Entre tantos exemplos, ao ouvir "Amalgamation" (composição incluída no precioso álbum "Ouro Negro"), qualquer brasileiro é transportado ao universo onírico das bandinhas de coreto, tão típicas das cidades interioranas de nosso país, com suas valsas e dobrados. Mas a música de Santos é capaz também de emocionar europeus, norte-americanos, asiáticos, conduzindo-os por viagens semelhantes.

Não era à toa que, em suas entrevistas, ao filosofar sobre a linguagem musical, Santos gostava de compará-la à natureza. Dizia que a música deveria buscar a simplicidade e a perfeição formal de uma rosa. Aconselhava os aspirantes à carreira de compositor a prestarem atenção nas flores, nas plantas, nos animais, nos ruídos e odores da natureza. Assim poderiam também transformar esses elementos em música.

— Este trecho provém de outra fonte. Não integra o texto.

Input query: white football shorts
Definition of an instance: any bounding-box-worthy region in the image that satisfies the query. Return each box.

"Se as folhas das árvores não são iguais, o que dizer dos homens? Tenho certeza de que a minha música tem alguma coisa que só existe em Moacir Santos", disse ele a este repórter, em dezembro de 2000, quando esteve em São Paulo para participar de dois shows em sua homenagem.

Quem teve a chance de conhecer a simplicidade de Santos, sabe que não há nada de pretensioso numa afirmação como essa. Garoto pobre e órfão do interior de Pernambuco, ele sentiu muito cedo que tinha vocação para a música. Só foi estudar harmonia e regência com mestres do quilate de H. J. Koellreutter, Cláudio Santoro e Guerra Peixe por insistência dos colegas, impressionados com sua facilidade para escrever arranjos, sem qualquer instrução formal. Coisa de gênio.

Essa musicalidade inata não o impediu de enfrentar dificuldades econômicas, já como maestro e arranjador profissional, no Rio. Em meados dos anos 60, chegou até a pensar em se tornar motorista. Uma passagem concedida pelo Itamaraty o levou à estréia da trilha sonora que compôs para o filme "Love in the Pacific", nos EUA, onde decidiu viver, escrevendo e ensinando música, sem maiores pretensões de sucesso.

Não fosse o empenho dos músicos Mário Adnet e Zé Nogueira, responsáveis pelo lançamento dos primorosos álbuns "Ouro Negro" (2001) e "Choros & Alegrias" (2005), além da reedição do clássico "Coisas" (1965), a obra de Moacir Santos ainda seria quase desconhecida. E a humanidade teria perdido um tesouro musical de valor inestimável.